The boy struggled to his feet, and in doing so revealed the glories of the chest-protector. There was a subdued titter from the adjacent beds.
"Silence!" cried Mr. Rowlands. "So you're responsible for this noise and disorder, Fenleigh? If you want to perform as a clown, you had better leave school and join a circus. At nine o'clock to-morrow you will come with me to the headmaster's study."
By breakfast-time on the following morning the story of this tragic finish to the obstacle race was all over the school. Valentine heard it, and waited anxiously to learn his cousin's fate. The latter escaped with a severe reprimand, and the loss of the next two half-holiday afternoons; but he was reminded that his conduct, especially for a new boy, had been all along most unsatisfactory, and he was given clearly to understand that any repetition of this constant misbehaviour would result in his being expelled without further warning.
"I wish you'd take more care what you're up to, Jack," said Valentine. "You're bound to get thrown out if you don't behave better."
"What's the odds if I am? I've only been here a month, and I hate the place already."
"It seems to me," answered Valentine sadly, "that you don't care a straw for anything or anybody."
"Well, why should I?" returned the other. "You wouldn't, if you were in my place."
CHAPTER III.
THE REBEL RECLAIMED
"'I think he will grow up pretty, and perhaps be smaller; he has remained too long in the egg, and therefore his figure is not properly formed;' and then she stroked his neck and smoothed the feathers." – The Ugly Duckling.
Towards the end of June, Queen Mab wrote asking the two boys to come over for their usual half-term holiday.
"I'm not going," said Jack.
"Why not?" asked Valentine, astonished that any one should decline an invitation to Brenlands. "Why ever not? You'd have a jolly time; Aunt Mabel's awfully kind."
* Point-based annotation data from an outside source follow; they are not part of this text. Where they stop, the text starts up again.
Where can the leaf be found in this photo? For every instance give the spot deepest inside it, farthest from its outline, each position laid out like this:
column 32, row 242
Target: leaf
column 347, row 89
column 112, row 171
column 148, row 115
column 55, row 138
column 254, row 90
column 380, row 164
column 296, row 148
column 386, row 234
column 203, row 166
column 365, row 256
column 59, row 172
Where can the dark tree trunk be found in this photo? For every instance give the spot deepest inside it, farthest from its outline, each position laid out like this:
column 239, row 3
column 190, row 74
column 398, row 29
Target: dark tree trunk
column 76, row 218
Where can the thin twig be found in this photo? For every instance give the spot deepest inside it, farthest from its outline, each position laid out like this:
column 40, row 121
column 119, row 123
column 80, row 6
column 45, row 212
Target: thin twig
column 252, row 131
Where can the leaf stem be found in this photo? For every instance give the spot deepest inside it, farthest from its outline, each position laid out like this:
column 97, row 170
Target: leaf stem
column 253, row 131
"I daresay she is, but I never go visiting. I hate all that sort of thing."
It was no good trying to make Jack Fenleigh alter his mind; he stuck to his resolution, and Valentine went to Brenlands alone.
"I'm sorry Jack wouldn't come with you," said Queen Mab on the Saturday evening; "why was it? Aren't you and he on good terms with each other?"
"Oh, yes, aunt, we're friendly enough in one way, but we don't seem able to hit it off very well together."
"How is that?"
"Oh, I don't know. I'm not his sort; I suppose I'm too quiet for him."